Chinese hackers have obtained designs for more than two dozen U.S. weapon systems — including the Aegis Ballistic Missile Defense System, the F-35 Lighting II Joint Strike Fighter, the Littoral Combat Ship and electromagnetic railguns — according to a Monday report from The Washington Post.
The detailed list was part of a classified version of a January report from the Pentagon’s Defense Science Board on U.S. cyber posture. The Post obtained the full version of the report that included a detailed list of the compromised designs.
The itemized list gives more weight to the Pentagon’s “Annual Report to Congress: Military and Security Developments Involving the People’s Republic of China 2013,” which stated China uses the technical information it obtains to modernize the growing defense sector designed to modernize the People’s Liberation Army weapons programs.
“China utilized its intelligence services and employed other illicit approaches that involve violations of U.S. laws and export controls to obtain key
national security technologies, controlled equipment, and other materials not readily obtainable through commercial means or academia,” read the report to Congress.
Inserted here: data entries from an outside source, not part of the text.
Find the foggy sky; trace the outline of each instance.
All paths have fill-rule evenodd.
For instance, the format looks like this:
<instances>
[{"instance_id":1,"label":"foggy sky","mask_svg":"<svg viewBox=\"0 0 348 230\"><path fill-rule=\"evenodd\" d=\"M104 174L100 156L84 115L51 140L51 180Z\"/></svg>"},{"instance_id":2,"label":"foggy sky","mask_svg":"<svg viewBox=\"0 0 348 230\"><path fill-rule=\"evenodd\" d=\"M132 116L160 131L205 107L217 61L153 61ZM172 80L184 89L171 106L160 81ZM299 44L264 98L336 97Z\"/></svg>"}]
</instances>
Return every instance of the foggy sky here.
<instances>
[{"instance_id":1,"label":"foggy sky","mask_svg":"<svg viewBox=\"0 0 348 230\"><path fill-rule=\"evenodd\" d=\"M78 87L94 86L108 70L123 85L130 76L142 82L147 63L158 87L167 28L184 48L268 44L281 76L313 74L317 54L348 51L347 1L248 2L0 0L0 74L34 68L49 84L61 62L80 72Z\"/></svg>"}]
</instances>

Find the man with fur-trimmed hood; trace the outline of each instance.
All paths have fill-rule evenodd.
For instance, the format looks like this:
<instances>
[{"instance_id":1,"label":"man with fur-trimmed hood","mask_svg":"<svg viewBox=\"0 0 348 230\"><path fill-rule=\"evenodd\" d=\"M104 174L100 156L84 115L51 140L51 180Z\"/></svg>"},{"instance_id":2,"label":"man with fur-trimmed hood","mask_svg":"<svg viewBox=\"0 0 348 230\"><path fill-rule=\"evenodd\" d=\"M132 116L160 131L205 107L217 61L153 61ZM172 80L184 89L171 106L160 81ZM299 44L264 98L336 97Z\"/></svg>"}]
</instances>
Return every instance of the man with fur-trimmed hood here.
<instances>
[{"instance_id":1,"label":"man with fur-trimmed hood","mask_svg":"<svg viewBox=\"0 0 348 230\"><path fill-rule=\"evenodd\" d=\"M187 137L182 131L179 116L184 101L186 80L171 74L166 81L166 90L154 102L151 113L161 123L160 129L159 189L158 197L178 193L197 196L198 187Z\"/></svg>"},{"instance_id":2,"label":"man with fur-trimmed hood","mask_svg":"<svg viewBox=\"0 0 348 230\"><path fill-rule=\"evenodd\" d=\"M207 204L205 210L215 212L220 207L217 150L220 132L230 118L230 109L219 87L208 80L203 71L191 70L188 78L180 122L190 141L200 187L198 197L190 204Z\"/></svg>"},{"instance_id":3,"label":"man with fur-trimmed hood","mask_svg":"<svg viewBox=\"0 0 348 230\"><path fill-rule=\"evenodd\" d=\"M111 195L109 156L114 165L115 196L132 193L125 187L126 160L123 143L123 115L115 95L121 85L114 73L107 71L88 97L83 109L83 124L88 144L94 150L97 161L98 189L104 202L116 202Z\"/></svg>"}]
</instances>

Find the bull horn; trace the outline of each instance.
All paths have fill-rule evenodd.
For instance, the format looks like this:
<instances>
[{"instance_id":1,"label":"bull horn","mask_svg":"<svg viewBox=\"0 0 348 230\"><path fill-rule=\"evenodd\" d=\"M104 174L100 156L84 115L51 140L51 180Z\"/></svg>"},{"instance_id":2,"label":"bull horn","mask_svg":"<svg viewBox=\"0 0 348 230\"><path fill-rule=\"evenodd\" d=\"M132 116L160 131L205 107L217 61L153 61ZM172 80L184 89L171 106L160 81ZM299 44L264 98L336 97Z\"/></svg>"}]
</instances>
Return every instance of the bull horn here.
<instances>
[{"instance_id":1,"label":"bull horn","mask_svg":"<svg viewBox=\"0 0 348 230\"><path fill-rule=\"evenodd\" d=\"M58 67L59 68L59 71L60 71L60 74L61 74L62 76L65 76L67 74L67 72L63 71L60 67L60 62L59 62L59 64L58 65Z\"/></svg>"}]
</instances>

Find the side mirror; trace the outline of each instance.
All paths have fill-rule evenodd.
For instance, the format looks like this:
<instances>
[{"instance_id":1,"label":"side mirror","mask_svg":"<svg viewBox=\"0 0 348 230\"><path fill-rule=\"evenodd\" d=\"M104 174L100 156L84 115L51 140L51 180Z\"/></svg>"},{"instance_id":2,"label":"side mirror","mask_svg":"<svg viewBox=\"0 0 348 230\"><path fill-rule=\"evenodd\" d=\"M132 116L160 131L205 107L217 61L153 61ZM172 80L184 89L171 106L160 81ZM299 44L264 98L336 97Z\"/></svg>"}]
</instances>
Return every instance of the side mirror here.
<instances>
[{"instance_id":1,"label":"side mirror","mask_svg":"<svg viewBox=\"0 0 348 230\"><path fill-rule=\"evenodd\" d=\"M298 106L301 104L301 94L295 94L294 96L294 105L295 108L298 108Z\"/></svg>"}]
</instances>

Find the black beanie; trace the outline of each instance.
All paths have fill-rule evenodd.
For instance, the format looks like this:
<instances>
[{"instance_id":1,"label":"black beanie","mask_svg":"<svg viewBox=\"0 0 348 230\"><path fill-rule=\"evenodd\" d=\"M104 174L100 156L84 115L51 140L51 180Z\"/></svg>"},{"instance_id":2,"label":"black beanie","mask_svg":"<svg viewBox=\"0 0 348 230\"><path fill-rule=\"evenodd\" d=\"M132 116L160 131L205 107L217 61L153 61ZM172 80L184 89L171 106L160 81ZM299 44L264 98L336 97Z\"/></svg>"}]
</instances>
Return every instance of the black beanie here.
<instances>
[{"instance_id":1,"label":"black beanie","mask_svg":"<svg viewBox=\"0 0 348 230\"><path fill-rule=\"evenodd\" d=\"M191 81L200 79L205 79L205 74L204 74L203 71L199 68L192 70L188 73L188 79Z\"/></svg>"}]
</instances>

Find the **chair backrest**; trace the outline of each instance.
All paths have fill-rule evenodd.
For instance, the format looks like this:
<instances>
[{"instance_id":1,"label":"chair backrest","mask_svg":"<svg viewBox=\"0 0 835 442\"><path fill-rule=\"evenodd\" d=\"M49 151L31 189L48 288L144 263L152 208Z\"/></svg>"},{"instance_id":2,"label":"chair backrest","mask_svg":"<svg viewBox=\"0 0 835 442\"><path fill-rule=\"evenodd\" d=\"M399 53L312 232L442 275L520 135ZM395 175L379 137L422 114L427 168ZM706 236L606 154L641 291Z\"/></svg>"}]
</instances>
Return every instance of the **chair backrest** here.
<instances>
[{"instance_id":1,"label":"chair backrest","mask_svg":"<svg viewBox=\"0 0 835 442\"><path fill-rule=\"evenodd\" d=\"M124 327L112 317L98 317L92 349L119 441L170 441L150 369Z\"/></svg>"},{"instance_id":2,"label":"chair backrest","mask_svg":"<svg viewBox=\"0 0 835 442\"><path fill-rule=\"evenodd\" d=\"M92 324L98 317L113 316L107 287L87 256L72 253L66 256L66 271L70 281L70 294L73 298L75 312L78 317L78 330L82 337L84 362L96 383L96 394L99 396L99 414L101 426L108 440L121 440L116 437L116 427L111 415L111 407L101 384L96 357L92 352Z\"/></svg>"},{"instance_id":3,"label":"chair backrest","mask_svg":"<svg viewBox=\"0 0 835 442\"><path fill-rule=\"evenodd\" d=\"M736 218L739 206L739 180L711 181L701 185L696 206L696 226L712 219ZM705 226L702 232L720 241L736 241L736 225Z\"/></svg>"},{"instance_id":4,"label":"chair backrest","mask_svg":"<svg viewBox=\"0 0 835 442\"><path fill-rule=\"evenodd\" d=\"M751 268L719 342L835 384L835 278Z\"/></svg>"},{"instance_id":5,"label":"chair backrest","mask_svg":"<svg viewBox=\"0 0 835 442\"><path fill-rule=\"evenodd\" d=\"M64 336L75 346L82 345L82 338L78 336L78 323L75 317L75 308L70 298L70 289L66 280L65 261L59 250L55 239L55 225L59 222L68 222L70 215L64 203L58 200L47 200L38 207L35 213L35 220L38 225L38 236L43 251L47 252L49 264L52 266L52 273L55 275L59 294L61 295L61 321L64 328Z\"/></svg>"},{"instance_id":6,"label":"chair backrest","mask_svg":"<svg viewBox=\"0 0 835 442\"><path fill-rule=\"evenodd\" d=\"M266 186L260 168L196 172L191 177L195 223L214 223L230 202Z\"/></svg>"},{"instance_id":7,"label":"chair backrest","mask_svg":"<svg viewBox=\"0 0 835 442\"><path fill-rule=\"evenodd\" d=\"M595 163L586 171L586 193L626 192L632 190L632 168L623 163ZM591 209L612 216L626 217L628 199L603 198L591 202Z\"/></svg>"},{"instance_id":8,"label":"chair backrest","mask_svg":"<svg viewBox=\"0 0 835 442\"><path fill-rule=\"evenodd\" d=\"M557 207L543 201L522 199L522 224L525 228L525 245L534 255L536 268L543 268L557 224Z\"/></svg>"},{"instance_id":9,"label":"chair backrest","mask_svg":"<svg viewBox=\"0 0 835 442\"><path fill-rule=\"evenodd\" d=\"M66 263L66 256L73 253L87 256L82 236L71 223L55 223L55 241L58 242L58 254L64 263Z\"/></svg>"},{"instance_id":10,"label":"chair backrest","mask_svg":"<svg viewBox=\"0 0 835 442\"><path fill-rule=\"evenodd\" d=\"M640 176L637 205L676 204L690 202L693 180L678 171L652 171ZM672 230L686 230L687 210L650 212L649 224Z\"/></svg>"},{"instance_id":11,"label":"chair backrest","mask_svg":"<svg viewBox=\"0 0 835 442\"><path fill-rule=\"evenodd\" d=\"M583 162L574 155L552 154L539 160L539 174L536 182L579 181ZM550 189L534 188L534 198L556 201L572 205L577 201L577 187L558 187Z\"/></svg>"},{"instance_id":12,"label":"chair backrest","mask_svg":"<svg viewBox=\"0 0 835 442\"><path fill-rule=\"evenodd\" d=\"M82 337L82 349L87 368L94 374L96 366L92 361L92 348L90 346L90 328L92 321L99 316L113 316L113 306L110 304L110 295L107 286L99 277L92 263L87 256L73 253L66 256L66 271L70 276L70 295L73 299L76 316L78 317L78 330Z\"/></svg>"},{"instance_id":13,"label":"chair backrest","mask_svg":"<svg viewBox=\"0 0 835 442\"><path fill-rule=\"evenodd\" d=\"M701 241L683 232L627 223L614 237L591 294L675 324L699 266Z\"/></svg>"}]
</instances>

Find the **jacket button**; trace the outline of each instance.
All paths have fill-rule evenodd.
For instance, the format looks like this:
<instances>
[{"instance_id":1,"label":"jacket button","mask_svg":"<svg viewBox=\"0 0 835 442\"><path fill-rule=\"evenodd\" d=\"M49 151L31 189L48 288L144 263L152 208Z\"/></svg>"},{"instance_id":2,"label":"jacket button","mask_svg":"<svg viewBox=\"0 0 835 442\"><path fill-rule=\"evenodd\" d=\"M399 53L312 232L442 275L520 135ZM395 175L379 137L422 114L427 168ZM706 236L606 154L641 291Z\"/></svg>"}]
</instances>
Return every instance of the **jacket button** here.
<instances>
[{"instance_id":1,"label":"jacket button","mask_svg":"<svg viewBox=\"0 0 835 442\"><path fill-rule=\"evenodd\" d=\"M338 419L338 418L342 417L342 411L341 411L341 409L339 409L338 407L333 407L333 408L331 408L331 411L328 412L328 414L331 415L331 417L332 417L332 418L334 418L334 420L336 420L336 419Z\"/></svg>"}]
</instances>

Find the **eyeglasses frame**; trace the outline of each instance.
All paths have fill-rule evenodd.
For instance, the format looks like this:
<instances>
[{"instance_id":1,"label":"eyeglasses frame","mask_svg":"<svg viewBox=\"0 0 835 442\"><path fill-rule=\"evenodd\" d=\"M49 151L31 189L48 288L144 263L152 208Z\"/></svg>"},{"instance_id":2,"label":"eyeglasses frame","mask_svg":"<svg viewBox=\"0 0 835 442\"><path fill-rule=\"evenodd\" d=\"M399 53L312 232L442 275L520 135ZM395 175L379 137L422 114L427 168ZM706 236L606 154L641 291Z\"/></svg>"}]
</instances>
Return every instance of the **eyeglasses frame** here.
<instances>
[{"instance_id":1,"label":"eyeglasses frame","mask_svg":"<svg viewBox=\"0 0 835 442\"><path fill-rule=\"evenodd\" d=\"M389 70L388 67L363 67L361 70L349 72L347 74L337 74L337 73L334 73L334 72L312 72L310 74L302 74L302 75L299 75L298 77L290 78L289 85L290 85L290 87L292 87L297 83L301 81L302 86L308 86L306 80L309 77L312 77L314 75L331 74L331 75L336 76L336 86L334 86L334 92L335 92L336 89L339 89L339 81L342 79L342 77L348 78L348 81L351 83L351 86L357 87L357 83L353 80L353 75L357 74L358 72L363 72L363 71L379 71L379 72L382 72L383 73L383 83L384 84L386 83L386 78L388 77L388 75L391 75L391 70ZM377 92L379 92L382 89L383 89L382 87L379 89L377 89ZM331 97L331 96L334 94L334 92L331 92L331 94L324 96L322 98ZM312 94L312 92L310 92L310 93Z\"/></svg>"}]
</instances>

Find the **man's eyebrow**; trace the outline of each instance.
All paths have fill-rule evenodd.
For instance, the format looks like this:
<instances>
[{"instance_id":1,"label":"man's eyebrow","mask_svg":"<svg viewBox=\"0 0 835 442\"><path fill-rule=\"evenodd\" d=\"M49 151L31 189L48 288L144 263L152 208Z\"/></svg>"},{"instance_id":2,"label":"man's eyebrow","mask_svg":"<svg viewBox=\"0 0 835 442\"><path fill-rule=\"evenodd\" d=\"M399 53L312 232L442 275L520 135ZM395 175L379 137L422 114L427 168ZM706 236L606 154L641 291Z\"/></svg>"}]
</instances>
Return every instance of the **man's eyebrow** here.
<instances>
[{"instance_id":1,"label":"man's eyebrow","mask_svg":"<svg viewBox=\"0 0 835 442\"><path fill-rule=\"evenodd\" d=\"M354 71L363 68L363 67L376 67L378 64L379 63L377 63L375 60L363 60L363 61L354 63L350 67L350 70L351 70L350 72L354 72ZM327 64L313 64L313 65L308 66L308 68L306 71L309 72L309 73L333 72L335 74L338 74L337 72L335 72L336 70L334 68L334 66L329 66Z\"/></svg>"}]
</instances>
While China has a growing military-industrial base, they still fall far behind the U.S. in technology development. A shortcut to intensive research and development is obtaining technical designs and reverse engineer the technology for domestic production. During the Cold War, the Soviet Union copied several U.S. and NATO member country designs and developed domestically developed versions of stolen weapon designs.
The designs listed in the Post story include several key BMD capabilities: the U.S. Army’s Terminal High Altitude Area Defense (THAAD),Patriot Advanced Capability-3 (PAC-3) in addition to the Aegis BMD programs. The systems make up the bulk of the U.S. BMD capability and are keystones to future plans for the U.S. to protect against ballistic missile threats.
A 2007 theft of terabytes of data on the F-35 program is often blamed on the speed China was able to develop its stealth Chengdu J-20 aircraft.
The Chinese government has long denied it employs hackers to steal U.S. secrets.
In February, U.S. cyber security firm Mandiant accused China of using a government-backed cyber espionage cell designed to steal U.S. technology secrets.